The goal of cell segmentation is to approximate boundaries between cells so that transcripts can be assigned to cells. Downstream, these results will be used to produce a cell-feature matrix, similar to those output by existing single cell and spatial technologies.
These segmentation algorithms are supported for the following assays:
Xenium In Situ assay | Nucleus segmentation | Cell segmentation |
---|---|---|
Gene Expression v1 | DAPI-based | Nuclear expansion |
Gene Expression v1 + Cell Segmentation Staining | DAPI-based | Multimodal |
The first step is to detect the locations of nuclei using the DAPI images and a custom neural network for nucleus segmentation. The neural network is trained on thousands of manually labeled image patches covering multiple tissue types. Any nucleus that has 95% or more of its pixel intensity lower than an intensity threshold of 100 photoelectrons will be removed.
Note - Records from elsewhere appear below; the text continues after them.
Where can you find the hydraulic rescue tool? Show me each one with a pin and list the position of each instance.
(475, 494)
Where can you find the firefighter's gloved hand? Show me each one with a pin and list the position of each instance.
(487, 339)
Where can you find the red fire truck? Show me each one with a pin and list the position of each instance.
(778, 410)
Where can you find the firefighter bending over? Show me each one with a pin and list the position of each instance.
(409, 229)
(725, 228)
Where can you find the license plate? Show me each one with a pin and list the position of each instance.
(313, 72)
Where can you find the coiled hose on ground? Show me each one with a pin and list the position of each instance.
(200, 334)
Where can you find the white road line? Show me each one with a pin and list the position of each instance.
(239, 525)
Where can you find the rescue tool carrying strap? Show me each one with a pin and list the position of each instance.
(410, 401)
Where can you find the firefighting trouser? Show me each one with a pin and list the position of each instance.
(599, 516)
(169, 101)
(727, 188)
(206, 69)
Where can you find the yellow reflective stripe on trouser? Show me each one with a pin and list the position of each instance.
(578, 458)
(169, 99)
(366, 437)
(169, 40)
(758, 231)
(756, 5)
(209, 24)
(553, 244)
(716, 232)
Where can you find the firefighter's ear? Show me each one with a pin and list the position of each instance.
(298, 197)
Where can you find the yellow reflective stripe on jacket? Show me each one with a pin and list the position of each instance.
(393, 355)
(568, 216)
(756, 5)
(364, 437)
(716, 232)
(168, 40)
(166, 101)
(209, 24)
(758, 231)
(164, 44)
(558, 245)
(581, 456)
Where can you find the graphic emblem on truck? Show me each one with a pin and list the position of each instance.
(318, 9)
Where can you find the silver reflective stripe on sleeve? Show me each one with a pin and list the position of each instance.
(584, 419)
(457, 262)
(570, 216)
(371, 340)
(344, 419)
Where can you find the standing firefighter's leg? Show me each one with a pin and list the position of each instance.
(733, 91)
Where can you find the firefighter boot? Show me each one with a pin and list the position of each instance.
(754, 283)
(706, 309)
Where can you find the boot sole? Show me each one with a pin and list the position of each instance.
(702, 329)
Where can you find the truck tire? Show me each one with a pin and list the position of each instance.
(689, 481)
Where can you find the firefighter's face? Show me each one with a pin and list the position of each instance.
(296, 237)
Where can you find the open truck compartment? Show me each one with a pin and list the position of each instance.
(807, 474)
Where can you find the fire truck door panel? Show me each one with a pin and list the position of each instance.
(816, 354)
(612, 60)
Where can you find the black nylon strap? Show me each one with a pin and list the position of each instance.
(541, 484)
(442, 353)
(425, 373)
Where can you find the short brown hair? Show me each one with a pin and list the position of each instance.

This algorithm step is only compatible for tissues prepared with the Multi-Tissue Stain Mix in the Xenium In Situ Gene Expression with Cell Segmentation Staining (CG000749) workflow. Read the Xenium In Situ Multimodal Cell Segmentation: Workflow and Data Highlights Technical Note for more details.
The multimodal cell segmentation algorithm uses custom deep learning models to analyze the multi-channel stain images. The models are trained on 10x Genomics Xenium In Situ data, which include a range of tissue types and preparations (fresh frozen, FFPE).
After nucleus segmentation with DAPI, the algorithm uses three methods to segment cells.
The segmentation results are prioritized in this order for each cell:
- Segment cells based on their cell boundary stain: The inferred segmentation from this method should be closest to the true cell membrane boundary. It uses cell-surface marker antibodies to target epithelial markers (ATP1A1, E-Cadherin) and immune markers (pan-lymphocyte: CD45). This method can split nuclei, define cells missing a nucleus, and identify multinucleate cells. Nuclei that overlap with anucleate cells are assigned to the cell.
- Segment cells based on expansion from the nucleus to the cell interior stain edge: This method includes both a deep learning model and a nuclear expansion method using the interior stain to infer cell boundaries. It uses the interior stain (18S rRNA marker) and the DAPI stain for nuclei. The XOA v2.0 cell segmentation algorithm does not currently use the interior protein stain (alphaSMA/Vimentin), as the 18S marker has been sufficient for most tissue types. The inferred cell outline may look irregular in cases where boundaries between cell interior stains are challenging to identify (i.e., for dense tissue types).
- Nuclear expansion: For cases where cells that do not have boundary or interior stains, segment cells with a nuclear (DAPI) expansion distance of 5 µm or until another cell boundary is encountered (described more below).
The analysis_summary.html
and metrics_summary.csv
outputs will provide metrics for the proportion of cells segmented with each method (described here).
This algorithm step is compatible with the Xenium In Situ Gene Expression (CG000582) workflow.
Once the locations of nuclei in the sample have been identified by the model, a heuristic cell boundary expansion step is performed. The nucleus boundaries are expanded by 5 µm or until they encounter another cell boundary in X-Y. If cell boundaries overlap during expansion, they are resolved using an algorithm that is conceptually similar to Voronoi tessellation.
Xenium cell segmentation takes into account the 3D output from the DAPI image processing step for all Z-slices for better accuracy, as well as the 2D focus image outputs if the multimodal cell segmentation workflow is used. The pipeline ultimately produces a flattened 2D segmentation mask for ease of use.
The nuclear boundaries are consolidated to form non-overlapping 2D objects when projected in X-Y. Since the segmentation mask is 2D, transcripts are assigned to 2D shapes based on their X and Y coordinates.
Nucleus and cell boundary polygons are also provided in the outputs. They are approximations of the segmentation masks and are used for efficient visualization of nucleus and cell segmentation in Xenium Explorer and other analysis software. Cell and nucleus mask and polygon data are stored in the cells.zarr.zip
output file.
You can also use XOA outputs to explore other segmentation methods developed in the community. Analysis Guides on this topic can be found on the 10x website. These third-party segmentation results can be viewed in Xenium Explorer with updated XOA metrics and outputs using Xenium Ranger's import-segmentation pipeline.